BERLIN — German Chancellor Angela Merkel sought Tuesday to calm market fears that Greece is heading for a chaotic default as Europe struggles to contain a crippling financial crisis.

BERLIN — German Chancellor Angela Merkel sought Tuesday to calm market fears that Greece is heading for a chaotic default as Europe struggles to contain a crippling financial crisis.

Merkel rejected the notion that a Greek bankruptcy — a possibility raised a day earlier by her deputy that spooked markets — would provide a quick solution to the eurozone debt crisis.

She argued that Europe instead needs to stick to its efforts to cut budget deficits and improve its competitiveness, and that resolving the crisis would be “a very long, step-by-step process.”

Her comments came ahead of a teleconference Wednesday with French President Nicolas Sarkozy and Greek Prime Minister George Papandreou.

Fears of an imminent Greek default pushed interest rates on the country’s 10-year government bonds up Tuesday to a new record of over 24 per cent, although Merkel sounded optimistic regarding Greece’s chances of getting the next batch of bailout cash from the so-called troika — the European Commission, the European Central Bank and the International Monetary Fund.

Representatives from the three organizations are due back in Athens soon.

“Everything that I hear from Greece is that the Greek government has hopefully understood the signs of the time and is now doing the things that are on the daily agenda,” Merkel told rbb-Inforadio. “The fact that the troika is returning means that Greece has started doing some things that need to be done.”

Merkel also sought to defuse suggestions by Vice Chancellor Philipp Roesler and others that a default by Greece is a possibility.

Roesler raised on Monday the spectre of an “orderly insolvency” in the future, a notion the Dutch finance minister indicated was being considered.

Jan Kees de Jager told Dutch financial news show “RTL Z” on Tuesday that his ministry was “prepared or preparing for all conceivable scenarios and even the almost inconceivable scenarios.”

Asked if that included a Greek default, he said “It includes all likely and unlikely scenarios, but I can’t tell you specifically which.”

Merkel dismissed the idea that the debt crisis “could evaporate with one buzzword — be it eurobonds or insolvency or other words.”

“I am deeply convinced that won’t happen,” she told reporters after meeting Finnish Prime Minister Jyrki Katainen. The chancellor didn’t mention Roesler but pointed to the potential dangers of untested action.

“We must always keep in view that we do everything we do in a controlled way, that we know the consequences, because otherwise a situation could very quickly arise in the eurozone ... that none of us wants and that could have very, very difficult consequences for us all,” Merkel said.

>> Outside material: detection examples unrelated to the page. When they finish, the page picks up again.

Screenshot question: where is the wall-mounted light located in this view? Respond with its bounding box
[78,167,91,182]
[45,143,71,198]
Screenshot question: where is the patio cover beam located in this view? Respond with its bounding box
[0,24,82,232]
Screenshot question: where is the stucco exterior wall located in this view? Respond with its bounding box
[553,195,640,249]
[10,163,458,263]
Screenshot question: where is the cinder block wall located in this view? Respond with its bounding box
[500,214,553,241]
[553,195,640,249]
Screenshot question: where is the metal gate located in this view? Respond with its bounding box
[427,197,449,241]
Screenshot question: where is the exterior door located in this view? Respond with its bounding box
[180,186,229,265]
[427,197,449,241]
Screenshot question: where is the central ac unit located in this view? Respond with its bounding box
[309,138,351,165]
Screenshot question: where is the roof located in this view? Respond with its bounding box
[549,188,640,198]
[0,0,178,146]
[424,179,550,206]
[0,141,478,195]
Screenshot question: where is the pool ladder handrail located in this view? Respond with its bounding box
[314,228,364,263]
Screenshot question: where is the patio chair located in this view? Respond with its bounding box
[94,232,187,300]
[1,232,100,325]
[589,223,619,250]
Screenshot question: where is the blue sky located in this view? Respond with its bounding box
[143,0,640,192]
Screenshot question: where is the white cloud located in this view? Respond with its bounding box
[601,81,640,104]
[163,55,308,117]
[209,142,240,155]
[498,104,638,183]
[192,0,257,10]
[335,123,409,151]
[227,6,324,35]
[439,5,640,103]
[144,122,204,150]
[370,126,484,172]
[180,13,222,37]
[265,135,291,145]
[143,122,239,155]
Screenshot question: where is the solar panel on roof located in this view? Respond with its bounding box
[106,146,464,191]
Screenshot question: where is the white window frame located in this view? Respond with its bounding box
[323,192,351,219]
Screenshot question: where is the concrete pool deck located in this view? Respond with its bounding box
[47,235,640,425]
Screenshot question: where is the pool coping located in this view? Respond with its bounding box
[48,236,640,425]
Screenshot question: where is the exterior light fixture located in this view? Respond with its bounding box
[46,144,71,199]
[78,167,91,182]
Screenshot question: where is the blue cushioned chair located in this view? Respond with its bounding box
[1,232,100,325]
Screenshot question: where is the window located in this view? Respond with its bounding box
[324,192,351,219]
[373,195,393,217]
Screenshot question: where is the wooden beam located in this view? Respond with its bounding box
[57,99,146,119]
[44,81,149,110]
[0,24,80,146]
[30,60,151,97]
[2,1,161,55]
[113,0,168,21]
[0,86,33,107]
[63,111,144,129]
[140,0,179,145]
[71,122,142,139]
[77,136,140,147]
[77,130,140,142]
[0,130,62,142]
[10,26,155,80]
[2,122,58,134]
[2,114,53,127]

She suggested that even an orderly default couldn’t come any time soon, noting there wasn’t even a mechanism in place for a eurozone nation to default. The future European Stability Mechanism — the eurozone’s permanent bailout fund — will start up in 2013.

German opposition politicians have suggested Roesler’s main aim was to score political points for his Free Democratic Party, the junior partner in Merkel’s centre-right coalition, which is struggling with dismal poll ratings.

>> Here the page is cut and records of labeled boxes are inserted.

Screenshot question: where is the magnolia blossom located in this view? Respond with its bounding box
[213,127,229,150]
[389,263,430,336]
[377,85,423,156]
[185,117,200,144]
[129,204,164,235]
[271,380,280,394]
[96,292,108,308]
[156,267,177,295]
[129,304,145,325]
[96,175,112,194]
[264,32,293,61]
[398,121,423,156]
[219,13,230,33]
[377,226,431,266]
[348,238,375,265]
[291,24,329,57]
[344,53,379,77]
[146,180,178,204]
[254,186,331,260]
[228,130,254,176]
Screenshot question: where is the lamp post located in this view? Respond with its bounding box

Roesler defended his position Tuesday.

“We want Greece to stay in the eurozone,” he said. “For that, we need to restore (its) economic potential; and from my point of view, there can be no bans on thinking in this restoration.”

Greece is relying on rescue loans to remain solvent. But lagging efforts to tame a bloated budget deficit and enforce reforms are threatening that lifeline, which is conditional on fiscal progress.

Athens is trying to convince international creditors that it deserves to get the next, sixth tranche of money due from a bailout fund. Government spokesman Elias Mossialos said late Monday that Greece will get the bailout money.

Despite over 20 months of austerity and two international bailouts each worth about C110 billion ($150 billion), Greece’s finances remain in a parlous state.

Over the past few days, Finance Minister Evangelos Venizelos has issued a series of pledges to accelerate delayed reforms meant to cut the cost and size of the public sector, and raised the prospect of firing up to 20,000 public servants — which would break a major taboo in a country where state employees have guaranteed jobs for life.

In a last desperate bid to plug the revenue hole, the government on Sunday imposed a new, two-year blanket tax on property.

The planned second Greek bailout has faced delays in implementation — not least because of Finland’s demand for collateral for its contribution, which annoyed other Europeans.

Merkel said she was “very optimistic” of resolving that.

“I think we want to, and will, find a way that is in principle open to all partners and still fulfills Finland’s requirements,” she said.